La suite du processus de normalisation dépendra des deux parties, mais Israël peut prendre des mesures pour tirer parti de la visite d'Ushpiz et commencer à planter les graines d'une relation bilatérale plus profonde et plus durable, capable de résister à des chocs extérieurs tels que la récente escalade à Gaza. Les pays seraient prêts à lancer des vols directs, ce qui serait un bon début, mais au-delà de l'encouragement du tourisme bilatéral et de la mise en valeur plus générale des liens culturels entre le royaume et les Juifs israéliens d'origine marocaine, Israël ferait bien de se concentrer discrètement mais méthodiquement sur le développement des relations avec la communauté d'affaires marocaine.
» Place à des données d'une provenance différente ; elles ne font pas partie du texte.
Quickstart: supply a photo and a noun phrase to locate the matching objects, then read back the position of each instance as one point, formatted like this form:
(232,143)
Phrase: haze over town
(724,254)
D'une manière générale, l'opinion publique marocaine se divise en trois catégories lorsqu'il s'agit de la normalisation avec Israël: les fervents opposants à l'accord (surtout dans les cercles islamistes et certains cercles de gauche), ceux qui, en raison de leur sympathie pour les Palestiniens, sont sceptiques mais prêts à donner une chance à l'accord, et un groupe enthousiaste, bien que plus discret, désireux de voir les relations s'épanouir. Le gardiennage des murs a été plus important pour les deuxième et troisième groupes, dans la mesure où les sceptiques de l'accord ont vu l'opération israélienne (et la propagande anti-israélienne qui l'a entourée) comme une confirmation de leurs préjugés concernant le conflit israélo-palestinien au sens large, tandis que les enthousiastes de la normalisation ont eu plus de mal à promouvoir les avantages de liens plus étroits avec Israël. Une action discrète et moins visible, mais déterminée, auprès des milieux d'affaires marocains - fortement représentés dans les deux groupes - contribuerait grandement à faire accepter à nouveau l'accord par le public.
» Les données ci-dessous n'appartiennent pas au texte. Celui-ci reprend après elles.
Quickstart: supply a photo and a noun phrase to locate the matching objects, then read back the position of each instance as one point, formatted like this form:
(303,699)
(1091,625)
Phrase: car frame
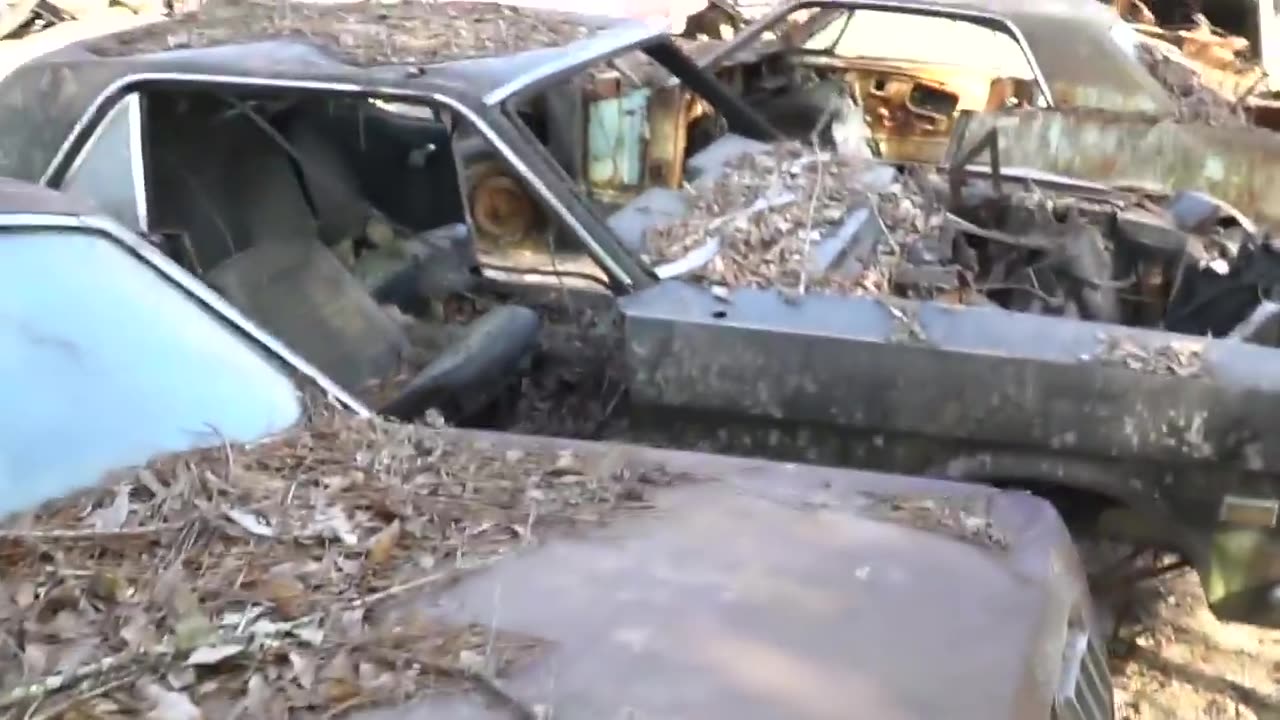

Pour commencer, le pays est désireux d'accéder aux technologies et aux investissements israéliens, notamment ceux liés à l'agriculture, qui reste un secteur dominant de l'économie marocaine. Un secteur technologique modeste mais prometteur a également vu le jour dans le royaume, où les jeunes de 15 à 24 ans représentent un tiers de la population de 36 millions d'habitants et sont désireux d'entrer dans l'économie mondiale. Jérusalem ferait donc bien de concevoir des plans pour démontrer à cette jeune population que la connexion à l'écosystème high-tech israélien leur offre un point d'entrée. Des incitations fiscales pour les entreprises israéliennes qui investissent au Maroc ou qui s'associent à des entreprises marocaines indiqueraient à Rabat que Jérusalem souhaite sérieusement établir des liens commerciaux avec le royaume. En fin de compte, comme pour tous les accords de normalisation, il faudra être deux pour danser le tango, mais le Maroc et Israël ont tous deux intérêt à démontrer que la normalisation des relations apporte des avantages économiques reconnaissables à leurs populations. Cela permettrait d'approfondir les relations bilatérales et de produire un effet de démonstration positif pour les autres États arabes de la région qui envisagent de s'ouvrir diplomatiquement à Israël.
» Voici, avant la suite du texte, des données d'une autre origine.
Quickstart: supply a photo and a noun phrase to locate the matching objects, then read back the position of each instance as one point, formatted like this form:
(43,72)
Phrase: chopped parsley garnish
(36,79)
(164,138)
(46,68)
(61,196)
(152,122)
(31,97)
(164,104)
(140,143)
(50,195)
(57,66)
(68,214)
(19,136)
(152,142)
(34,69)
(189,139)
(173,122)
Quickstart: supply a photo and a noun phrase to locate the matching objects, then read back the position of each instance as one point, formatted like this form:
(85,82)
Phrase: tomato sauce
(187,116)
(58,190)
Le Dr Sarah J. Feuer est chercheur à l'Institute for National Security Studies et chercheur associé au Washington Institute for Near East Policy. À l'INSS, Feuer gère un programme de recherche examinant les développements à l'échelle régionale dans le Moyen-Orient arabe et continue de suivre les développements politiques et liés à la sécurité en Afrique du Nord.